Hydroxocobalamin will detoxify cyanide by binding with it to produce nontoxic vitamin B-12. This medication neutralizes cyanide at a slow enough rate to allow an enzyme called rhodanese to further detoxify cyanide in the liver.

If left untreated, acute or chronic cyanide poisoning may cause:

In some cases, cyanide poisoning may result in death.

If you suspect you or a loved one is experiencing symptoms of severe cyanide poisoning, seek immediate emergency medical attention.

Your outlook will depend on the type of cyanide present, the dose, and how long you were exposed.

If you’ve experienced low-level acute or chronic exposure, the outlook is usually good. Early diagnosis and treatment are key to reducing your risk of complications.

Moderate levels of acute or chronic exposure may also be resolved with quick diagnosis and treatment.

In severe cases, symptoms are often sudden and life-threatening. Immediate emergency medical attention is necessary.

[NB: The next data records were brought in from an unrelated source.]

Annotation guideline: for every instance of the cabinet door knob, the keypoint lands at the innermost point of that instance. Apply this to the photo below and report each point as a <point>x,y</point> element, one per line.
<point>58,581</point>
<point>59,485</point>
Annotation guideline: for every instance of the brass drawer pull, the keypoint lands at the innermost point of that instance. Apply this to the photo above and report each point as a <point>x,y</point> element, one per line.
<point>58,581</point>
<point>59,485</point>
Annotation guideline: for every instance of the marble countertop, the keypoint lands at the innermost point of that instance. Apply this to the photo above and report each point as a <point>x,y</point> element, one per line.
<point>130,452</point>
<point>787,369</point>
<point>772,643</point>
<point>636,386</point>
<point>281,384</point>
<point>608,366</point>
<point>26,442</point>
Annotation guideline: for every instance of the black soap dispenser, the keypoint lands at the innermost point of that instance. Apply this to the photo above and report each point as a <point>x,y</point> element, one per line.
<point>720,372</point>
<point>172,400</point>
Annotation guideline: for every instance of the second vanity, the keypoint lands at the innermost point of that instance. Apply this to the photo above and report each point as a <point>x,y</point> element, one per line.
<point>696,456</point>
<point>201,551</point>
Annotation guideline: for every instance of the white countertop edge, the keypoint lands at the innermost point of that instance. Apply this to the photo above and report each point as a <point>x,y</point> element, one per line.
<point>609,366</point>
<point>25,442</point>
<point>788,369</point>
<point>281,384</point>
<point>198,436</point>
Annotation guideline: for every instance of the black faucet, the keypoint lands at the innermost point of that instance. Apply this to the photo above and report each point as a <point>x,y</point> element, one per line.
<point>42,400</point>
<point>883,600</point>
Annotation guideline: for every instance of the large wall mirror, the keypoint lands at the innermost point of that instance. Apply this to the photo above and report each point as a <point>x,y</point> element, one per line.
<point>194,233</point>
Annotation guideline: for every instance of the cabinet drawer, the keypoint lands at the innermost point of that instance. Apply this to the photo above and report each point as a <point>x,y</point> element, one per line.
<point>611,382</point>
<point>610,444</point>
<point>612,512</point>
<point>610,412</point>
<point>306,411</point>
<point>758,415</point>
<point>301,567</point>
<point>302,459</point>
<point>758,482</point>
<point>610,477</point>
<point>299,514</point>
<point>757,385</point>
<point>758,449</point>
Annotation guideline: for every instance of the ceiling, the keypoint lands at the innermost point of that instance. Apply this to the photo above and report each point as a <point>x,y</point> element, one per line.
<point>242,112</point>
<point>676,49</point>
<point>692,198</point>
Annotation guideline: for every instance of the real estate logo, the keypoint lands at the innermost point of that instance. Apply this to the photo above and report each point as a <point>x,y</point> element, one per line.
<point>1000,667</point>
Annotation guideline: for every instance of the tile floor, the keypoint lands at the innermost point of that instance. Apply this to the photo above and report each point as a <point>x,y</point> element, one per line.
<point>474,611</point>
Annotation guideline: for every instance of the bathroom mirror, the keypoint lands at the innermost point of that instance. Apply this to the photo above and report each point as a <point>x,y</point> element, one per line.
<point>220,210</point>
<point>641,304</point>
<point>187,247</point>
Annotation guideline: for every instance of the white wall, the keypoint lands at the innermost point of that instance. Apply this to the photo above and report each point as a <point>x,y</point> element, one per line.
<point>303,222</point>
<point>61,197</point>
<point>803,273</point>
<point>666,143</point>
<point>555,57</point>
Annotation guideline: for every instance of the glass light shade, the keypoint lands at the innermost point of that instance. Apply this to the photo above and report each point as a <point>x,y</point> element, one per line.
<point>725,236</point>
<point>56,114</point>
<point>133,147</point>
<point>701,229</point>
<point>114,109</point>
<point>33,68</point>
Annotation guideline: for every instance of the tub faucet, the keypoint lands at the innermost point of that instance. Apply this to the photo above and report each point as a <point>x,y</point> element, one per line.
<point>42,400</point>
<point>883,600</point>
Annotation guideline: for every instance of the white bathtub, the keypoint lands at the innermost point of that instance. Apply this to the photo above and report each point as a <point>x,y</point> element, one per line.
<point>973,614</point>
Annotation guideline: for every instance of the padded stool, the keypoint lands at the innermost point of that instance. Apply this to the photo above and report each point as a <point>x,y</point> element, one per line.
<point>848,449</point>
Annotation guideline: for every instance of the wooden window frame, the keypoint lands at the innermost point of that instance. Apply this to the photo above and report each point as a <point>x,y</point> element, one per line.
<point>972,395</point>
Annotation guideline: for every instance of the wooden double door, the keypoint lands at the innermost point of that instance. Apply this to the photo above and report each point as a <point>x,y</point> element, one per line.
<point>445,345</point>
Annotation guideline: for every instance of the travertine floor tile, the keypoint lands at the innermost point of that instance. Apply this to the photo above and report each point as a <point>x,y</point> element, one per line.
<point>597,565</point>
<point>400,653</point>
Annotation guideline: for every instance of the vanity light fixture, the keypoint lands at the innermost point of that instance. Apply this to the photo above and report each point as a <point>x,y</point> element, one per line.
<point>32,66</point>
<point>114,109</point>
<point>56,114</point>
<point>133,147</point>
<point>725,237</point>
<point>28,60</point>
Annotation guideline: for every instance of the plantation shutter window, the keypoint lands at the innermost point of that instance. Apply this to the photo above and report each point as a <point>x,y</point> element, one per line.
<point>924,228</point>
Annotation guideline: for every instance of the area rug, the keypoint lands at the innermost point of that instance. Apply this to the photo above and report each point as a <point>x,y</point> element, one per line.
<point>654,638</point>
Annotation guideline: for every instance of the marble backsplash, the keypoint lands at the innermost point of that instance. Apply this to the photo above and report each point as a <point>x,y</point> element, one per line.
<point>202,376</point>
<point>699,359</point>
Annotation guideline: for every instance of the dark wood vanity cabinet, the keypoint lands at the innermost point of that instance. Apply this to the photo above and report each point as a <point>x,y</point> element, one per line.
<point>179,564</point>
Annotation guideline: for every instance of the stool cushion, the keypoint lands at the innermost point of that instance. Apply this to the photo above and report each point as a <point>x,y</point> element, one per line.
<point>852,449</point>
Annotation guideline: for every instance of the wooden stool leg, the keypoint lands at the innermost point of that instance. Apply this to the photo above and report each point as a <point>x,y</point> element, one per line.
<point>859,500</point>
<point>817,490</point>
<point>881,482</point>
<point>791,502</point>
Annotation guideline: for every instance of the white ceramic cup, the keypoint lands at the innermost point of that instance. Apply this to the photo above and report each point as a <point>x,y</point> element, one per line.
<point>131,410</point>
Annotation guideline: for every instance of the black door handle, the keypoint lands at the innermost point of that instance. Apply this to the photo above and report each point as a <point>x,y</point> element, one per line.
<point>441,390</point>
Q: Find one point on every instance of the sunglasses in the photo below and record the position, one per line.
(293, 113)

There are ways to reduce your risk of cyanide exposure. You can:

  • Take proper precautions against a home fire. Install and maintain smoke detectors. Avoid using space heaters and halogen lamps, and avoid smoking in bed.
  • Childproof your home. If you have young children, childproofing your home is essential — especially if you’re at risk of occupational exposure. Keep containers holding toxic chemicals secured and the cabinets they’re kept in locked.
  • Follow work safety regulations. If you work with cyanide, use removable absorbent paper to line work surfaces. Keep quantities and container sizes in the work area as small as possible. You should also make sure that you leave all chemicals in the lab or factory. Don’t bring home potentially contaminated clothing or work gear.